Browning Slayer said:


> They did that a long time ago for certain players. They get off the bus dressed in Orange jumpsuits before they dress out for the game..



Importing Vols to play for their team.
 I heard Miami hired zebra's for their players.


----------



## SpotandStalk (Mar 11, 2016)

Browning Slayer said:


> My point exactly Woodsman! At least S&S will admit it!



This is why college ball is played on Saturday and not Sunday.

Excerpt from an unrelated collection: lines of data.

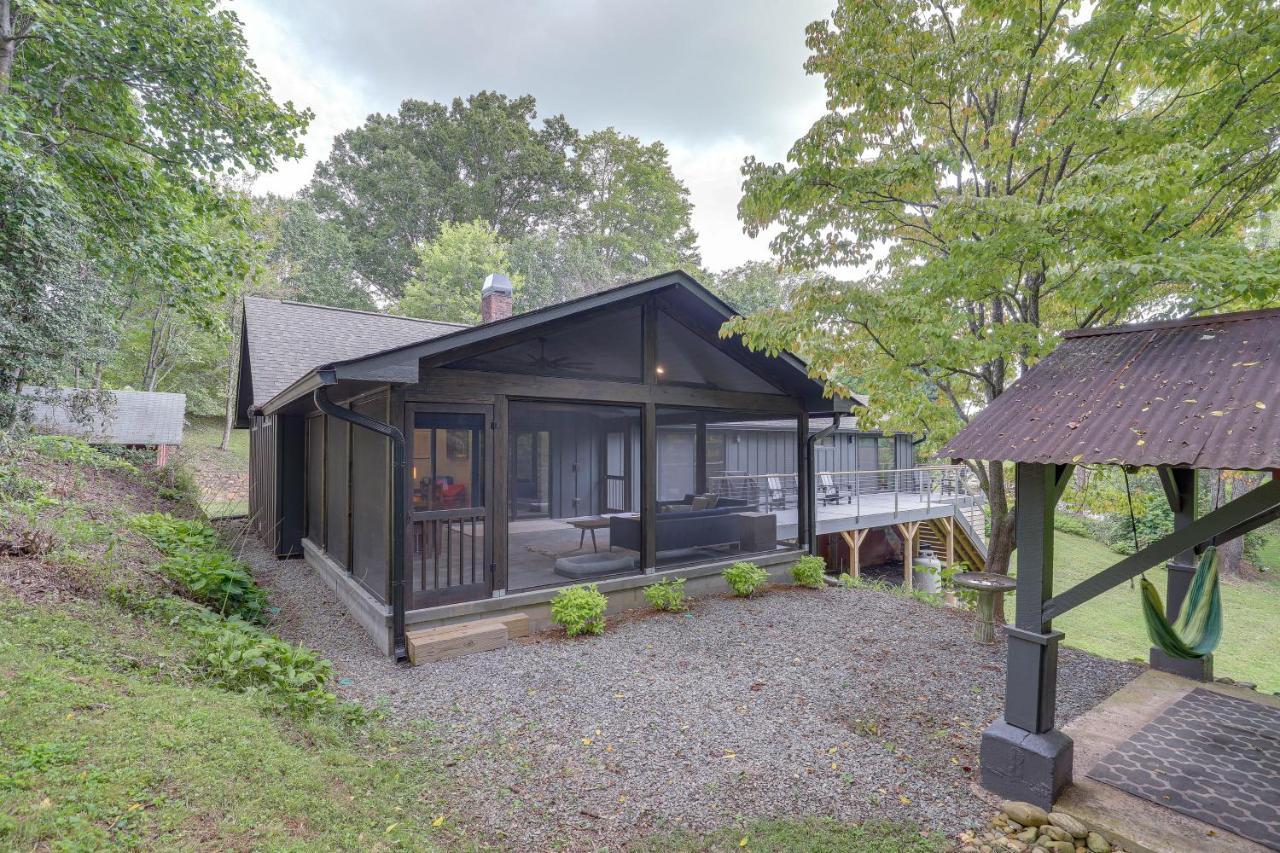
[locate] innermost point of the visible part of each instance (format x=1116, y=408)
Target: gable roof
x=691, y=302
x=1202, y=392
x=286, y=340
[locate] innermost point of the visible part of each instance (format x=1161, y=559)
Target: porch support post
x=649, y=488
x=1180, y=488
x=1023, y=756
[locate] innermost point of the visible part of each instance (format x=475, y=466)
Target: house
x=127, y=418
x=434, y=473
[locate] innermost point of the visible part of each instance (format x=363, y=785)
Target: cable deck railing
x=905, y=487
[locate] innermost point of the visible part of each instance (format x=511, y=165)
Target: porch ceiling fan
x=542, y=361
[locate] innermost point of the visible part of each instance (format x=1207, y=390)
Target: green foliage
x=572, y=213
x=580, y=610
x=1072, y=524
x=172, y=536
x=242, y=657
x=394, y=181
x=310, y=259
x=114, y=177
x=219, y=580
x=667, y=594
x=745, y=578
x=103, y=720
x=810, y=570
x=446, y=284
x=755, y=286
x=67, y=448
x=206, y=571
x=1005, y=174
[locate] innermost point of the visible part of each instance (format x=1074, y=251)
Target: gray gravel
x=846, y=703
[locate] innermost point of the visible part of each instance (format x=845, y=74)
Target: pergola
x=1182, y=396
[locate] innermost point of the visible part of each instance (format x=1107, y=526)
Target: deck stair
x=933, y=536
x=434, y=644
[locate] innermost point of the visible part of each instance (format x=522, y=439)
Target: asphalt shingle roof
x=286, y=340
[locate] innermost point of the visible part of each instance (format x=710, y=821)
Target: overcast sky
x=714, y=80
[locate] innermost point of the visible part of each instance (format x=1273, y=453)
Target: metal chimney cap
x=497, y=283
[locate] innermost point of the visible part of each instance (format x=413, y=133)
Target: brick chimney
x=496, y=299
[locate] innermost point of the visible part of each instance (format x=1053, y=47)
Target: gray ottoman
x=593, y=565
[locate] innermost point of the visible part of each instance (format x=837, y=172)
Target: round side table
x=987, y=584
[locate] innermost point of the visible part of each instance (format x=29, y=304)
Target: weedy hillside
x=144, y=705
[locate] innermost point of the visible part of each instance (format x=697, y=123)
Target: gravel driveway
x=845, y=703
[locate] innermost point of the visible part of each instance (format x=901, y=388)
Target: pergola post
x=1180, y=488
x=1023, y=756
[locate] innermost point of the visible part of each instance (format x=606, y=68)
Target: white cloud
x=716, y=81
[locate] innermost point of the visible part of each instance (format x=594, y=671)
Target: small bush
x=240, y=657
x=170, y=534
x=1072, y=524
x=810, y=570
x=580, y=610
x=218, y=580
x=667, y=594
x=745, y=578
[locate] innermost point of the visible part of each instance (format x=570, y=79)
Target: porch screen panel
x=370, y=502
x=572, y=493
x=337, y=524
x=315, y=479
x=726, y=484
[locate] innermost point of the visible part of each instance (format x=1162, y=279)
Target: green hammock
x=1200, y=625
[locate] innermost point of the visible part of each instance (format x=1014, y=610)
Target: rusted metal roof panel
x=1198, y=393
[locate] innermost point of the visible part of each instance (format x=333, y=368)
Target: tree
x=634, y=208
x=1008, y=170
x=755, y=286
x=392, y=182
x=120, y=124
x=310, y=259
x=447, y=283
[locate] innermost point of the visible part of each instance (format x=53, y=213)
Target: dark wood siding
x=263, y=496
x=315, y=479
x=337, y=532
x=370, y=500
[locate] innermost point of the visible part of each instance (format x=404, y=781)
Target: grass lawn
x=104, y=742
x=1111, y=624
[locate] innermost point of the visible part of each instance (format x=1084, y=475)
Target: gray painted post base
x=1200, y=670
x=1020, y=765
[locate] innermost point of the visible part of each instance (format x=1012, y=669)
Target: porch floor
x=1133, y=821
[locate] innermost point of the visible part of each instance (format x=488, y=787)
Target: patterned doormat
x=1211, y=757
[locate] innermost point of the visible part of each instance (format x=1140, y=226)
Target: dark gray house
x=434, y=473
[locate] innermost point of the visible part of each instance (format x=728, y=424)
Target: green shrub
x=73, y=450
x=667, y=594
x=240, y=657
x=580, y=610
x=209, y=573
x=745, y=578
x=170, y=534
x=810, y=570
x=219, y=580
x=1072, y=524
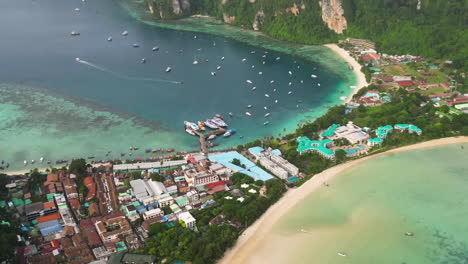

Saturday is for thugs, Sunday for church.


----------



## Matthew6 (Mar 11, 2016)

Twiggbuster said:


> Criminoles



yes they are.


----------



## SpotandStalk (Mar 12, 2016)

Nightly Matthew6sux and Slayerisagoodhousekeeper


----------



## maker4life (Mar 13, 2016)

Things more trustworthy than an uga lawyer:
1. A drink from Bill Cosby
2. JW in a dorm room
3. Hillary


----------



## SpotandStalk (Mar 13, 2016)

maker4life said:


> Things more trustworthy than an uga lawyer:
> 1. A drink from Bill Cosby
> 2. JW in a dorm room
> 3. Hillary


----------



## Matthew6 (Mar 13, 2016)

maker4life said:


> Things more trustworthy than an uga lawyer:
> 1. A drink from Bill Cosby
> 2. JW in a dorm room
> 3. Hillary



lol.


----------



## southGAlefty (Mar 14, 2016)

maker4life said:


> Things more trustworthy than an uga lawyer:
> 1. A drink from Bill Cosby
> 2. JW in a dorm room
> 3. Hillary
> ...



Edited for relevancy.


----------



## MudDucker (Mar 15, 2016)

It's the new style at FSU (Free Shoes University) and it is all the rage!

.


----------



## MudDucker (Mar 15, 2016)

Folks, while I enjoy a good word slangin' as good as anyone, we were getting close to personal attacks.  I've cleaned this thread up.  Carry on with bashing the school, the players and the coaches, just not each other.


----------



## SpotandStalk (Mar 15, 2016)

Go Noles


----------



## Browning Slayer (Mar 15, 2016)

SpotandStalk said:


> Daily Noles Suck!



This!!^^


----------



## Matthew6 (Mar 15, 2016)

Browning Slayer said:


> This!!^^



daily nolefansux


----------



## Matthew6 (Mar 15, 2016)

SpotandStalk said:


> Go Noles



go noles incarcerated.


----------



## Matthew6 (Mar 15, 2016)

MudDucker said:


> It's the new style at FSU (Free Shoes University) and it is all the rage!
> 
> .



yep.


----------



## SpotandStalk (Mar 15, 2016)

Daily Dog and Bamasux


----------



## maker4life (Mar 15, 2016)

Truth be told, we're all idiots for getting wrapped up in a bunch of college kids and their game.

Dawgssux


----------



## SpotandStalk (Mar 15, 2016)

maker4life said:


> Truth be told, we're all idiots for getting wrapped up in a bunch of college kids and their game.
> 
> Dawgssux




You got that right.....What the heck is wrong with us?








But at least Fsu and Bama's kids win championships.


----------



## Matthew6 (Mar 15, 2016)

MudDucker said:


> Folks, while I enjoy a good word slangin' as good as anyone, we were getting close to personal attacks.  I've cleaned this thread up.  Carry on with bashing the school, the players and the coaches, just not each other.



what did slayer do now


----------



## Browning Slayer (Mar 16, 2016)

Matthew6 said:


> what did slayer do now



I haven't done anything..


----------



## SpotandStalk (Mar 16, 2016)

Matthew6 said:


> what did slayer do now




Never can tell with Slayer


----------



## Matthew6 (Mar 16, 2016)

SpotandStalk said:


> Never can tell with Slayer



gotta wonder about people who turkey hunt, at night, with spears.


----------



## Browning Slayer (Mar 16, 2016)

Matthew6 said:


> gotta wonder about people who turkey hunt, at night, with spears.



You forgot "out of season".. Although, if they would just open a Fall season I wouldn't be illegal when killing them from my deer stand..


----------



## Matthew6 (Mar 17, 2016)

daily nolesux.


----------